$11.5 billion in a single week
Two weeks ago, on the 4th of May, OpenAI and Anthropic both announced multi-billion dollar consulting ventures.
OpenAI launched a $10 billion deployment company. Anthropic announced its own services firm, backed by Blackstone, Goldman Sachs, and Sequoia. The same week, Anthropic also launched Claude for Small Business with 31 pre-built workflows plugged into QuickBooks, PayPal, HubSpot, and Microsoft 365, and rolled out a free training tour across ten US cities. Combined, that is $11.5 billion targeting the consulting industry in a single week.
The two most valuable AI companies in the world just spent $11.5 billion agreeing that you cannot deploy AI without humans embedded in your business. The technology is not the bottleneck. The deployment is.
The value gap
This is the thing I have been turning over in my head all year.

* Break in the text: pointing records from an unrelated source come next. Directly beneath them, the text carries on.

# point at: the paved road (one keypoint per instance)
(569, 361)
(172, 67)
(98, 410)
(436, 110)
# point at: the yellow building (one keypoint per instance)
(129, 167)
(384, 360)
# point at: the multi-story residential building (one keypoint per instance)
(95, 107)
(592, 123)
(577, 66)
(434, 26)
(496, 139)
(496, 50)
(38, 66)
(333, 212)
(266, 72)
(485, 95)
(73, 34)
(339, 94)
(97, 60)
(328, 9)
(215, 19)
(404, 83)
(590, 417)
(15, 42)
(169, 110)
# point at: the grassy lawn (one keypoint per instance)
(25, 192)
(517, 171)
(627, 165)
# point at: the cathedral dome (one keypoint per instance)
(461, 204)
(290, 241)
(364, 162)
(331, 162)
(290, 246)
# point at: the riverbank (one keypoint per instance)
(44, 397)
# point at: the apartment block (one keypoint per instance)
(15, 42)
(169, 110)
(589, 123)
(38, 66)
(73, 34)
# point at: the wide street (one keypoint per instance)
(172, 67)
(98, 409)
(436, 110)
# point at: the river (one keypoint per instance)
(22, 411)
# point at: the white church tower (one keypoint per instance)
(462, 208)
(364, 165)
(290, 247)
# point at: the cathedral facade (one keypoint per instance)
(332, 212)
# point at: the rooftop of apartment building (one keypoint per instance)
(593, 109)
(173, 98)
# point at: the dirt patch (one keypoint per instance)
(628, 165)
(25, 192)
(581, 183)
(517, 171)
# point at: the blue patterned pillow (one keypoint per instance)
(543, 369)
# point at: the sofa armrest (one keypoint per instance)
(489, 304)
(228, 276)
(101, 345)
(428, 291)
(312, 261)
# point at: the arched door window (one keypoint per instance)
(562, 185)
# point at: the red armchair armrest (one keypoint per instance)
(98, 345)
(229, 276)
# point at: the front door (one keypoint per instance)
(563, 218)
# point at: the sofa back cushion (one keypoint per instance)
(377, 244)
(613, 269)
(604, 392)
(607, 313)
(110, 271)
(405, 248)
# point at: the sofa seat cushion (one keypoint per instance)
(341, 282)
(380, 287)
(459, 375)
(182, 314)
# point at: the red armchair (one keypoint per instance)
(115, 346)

95% of generative AI pilots fail to deliver measurable value. That came out of an MIT study in mid-2025, looking at enterprise AI pilots across the US. Nineteen out of twenty pilots, no measurable return.
88% of organisations are using AI. Only 6% are capturing meaningful value from it. That came out of McKinsey's State of AI 2025, surveying almost 2,000 organisations across more than 100 countries.
Eighty-eight percent in. Six percent out.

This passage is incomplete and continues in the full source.